Paris, eine Begegnung …

Wie könnte ich meine erste Begegnung mit Maura Ecco und Gerry Linda je vergessen – es sind genau solche Tage, die sich tief in die eigene Lebensgeschichte einbrennen, die radikal einschneidend und nachhaltig wirken, die für immer einfach alles verändern. Es war ein heißer Sommer, ich hatte viel zu verarbeiten, die Trennung von Amélie, die Trennung von Céline, die Trennung von Sébastien, die harte Zeit in der Fremdenlegion und als Eisverkäufer in der Normandie am Strand von Deauville, ich saß auf einer Bank in Saint-Germain-des-Prés, vor mir ein alter, verwunschener Baum, ich genoss den Frieden an diesem Ort, die Ruhe, die der Baum ausstrahlte, seine Aura, die sich wie eine warme, schützende Hand um meine Schultern legte. Das städtische Treiben nahm ich nur ganz entfernt wahr, dieser Baum hatte mich seltsam der Welt entrückt. Und so bemerkte ich nur ganz am Rande, dass jemand neben mir Platz nahm. Was für ein wunderschöner, alter Baum, habe ich gedacht. Zumindest bin ich noch heute davon überzeugt, dass ich das nur gedacht und nicht laut gesagt habe – trotzdem bekam ich eine Antwort auf meinen Gedanken: »Ceci n’est pas un arbre«, sagte jemand neben mir.
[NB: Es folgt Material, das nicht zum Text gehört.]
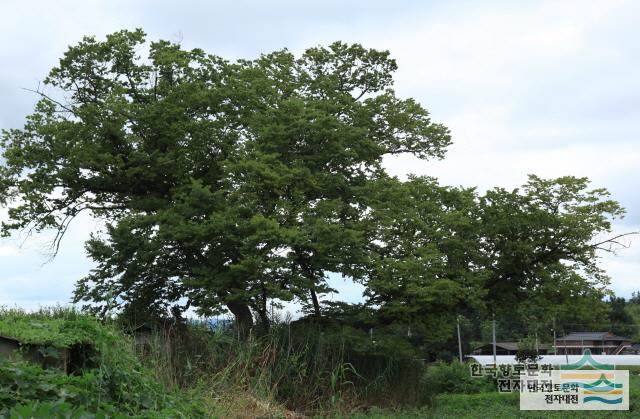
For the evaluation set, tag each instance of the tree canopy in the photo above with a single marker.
(226, 185)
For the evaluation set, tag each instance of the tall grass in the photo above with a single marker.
(304, 367)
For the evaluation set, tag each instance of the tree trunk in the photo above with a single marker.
(243, 318)
(316, 304)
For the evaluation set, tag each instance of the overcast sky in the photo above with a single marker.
(545, 87)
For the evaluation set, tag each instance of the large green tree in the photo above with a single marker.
(221, 184)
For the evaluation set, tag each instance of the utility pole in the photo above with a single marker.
(494, 339)
(555, 348)
(459, 339)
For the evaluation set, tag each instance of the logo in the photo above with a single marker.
(584, 385)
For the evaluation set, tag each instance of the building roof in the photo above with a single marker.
(511, 346)
(593, 336)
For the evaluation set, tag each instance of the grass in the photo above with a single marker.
(293, 371)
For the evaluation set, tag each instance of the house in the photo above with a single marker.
(506, 348)
(632, 350)
(599, 343)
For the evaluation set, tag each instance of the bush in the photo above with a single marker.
(114, 381)
(454, 377)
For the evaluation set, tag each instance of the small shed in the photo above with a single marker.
(506, 348)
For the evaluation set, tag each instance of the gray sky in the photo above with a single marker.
(546, 87)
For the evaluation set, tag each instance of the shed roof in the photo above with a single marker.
(511, 346)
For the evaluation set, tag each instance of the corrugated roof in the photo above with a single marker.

Es brauchte einige Sekunden, bis die Worte in meinem Hirn Sinn ergaben – und doch keinen Sinn ergaben. »Das ist kein Baum.« Was für ein Schwachsinn! Natürlich war das ein Baum! Genauso ist eine Pfeife eine Pfeife und bleibt eine Pfeife, da kann der Magritte so viel rumpinseln wie er mag. Mein alter Baum war ein Baum! Ein schöner Baum mit starken Ästen, der vielleicht schon das Blut der Revolution getrunken hatte.

Dann vernahm ich das Klicken einer Leica, darauf ein Seufzen. »Schlecht!«, tönte es neben mir. »Das war gar nichts! Das Licht! Ganz mies! Das geht hier nicht! Abbruch!«

Und plötzlich waren überall Menschen. Die Büsche ringsum wurden fortgetragen, jemand rollte ein Stück Rasen zusammen, vier kräftige Typen hievten sich den Stamm auf die Schultern. Die kleine Oase war in wenigen Minuten vollständig abgebaut. Übrig blieb nur ein leeres Stück Asphalt. »Dürfen wir?«, fragte jemand neben mir und deutete auf die Bank. Ich sprang auf. Mein Sitznachbar erhob sich ebenfalls und wandte sich mir zu. »Ceci n’est pas un arbre«, sagte der Typ mit der Leica noch einmal und lächelte. »Alles nur eine trügerische Chimäre, so wie vielleicht das ganze Leben.«

»Du kannst doch nicht einfach abbrechen!«, schrie nun jemand auf der anderen Straßenseite und stapfte auf uns zu. »Sechs Monate für nichts? Das kann doch nicht dein Ernst sein!«

»Das Licht ist hier scheiße. Das passt nicht. Haken dran. Ich denke schon über eine neue Idee nach.«

»Aber wir könnten doch morgen noch einen neuen Versuch …«

»Nein! Komm jetzt von der Straße runter, Gerry, du wirst sonst überfahren.«

Und es stimmte, wo eben noch der alte Baum gestanden hatte, rollten nun Autos heran. Offensichtlich hatte man meine kleine Oase auf einer Straßenkreuzung aufgebaut. Ich muss sehr verwirrt ausgesehen haben, während ich dort stand und Maura Ecco und Gerry Linda nachsah, die im Gespräch vertieft (Gerry Linda wild gestikulierend) die Straße hinabwanderten, denn ich wurde gleich mehrmals gefragt, ob man mir irgendwie helfen könne.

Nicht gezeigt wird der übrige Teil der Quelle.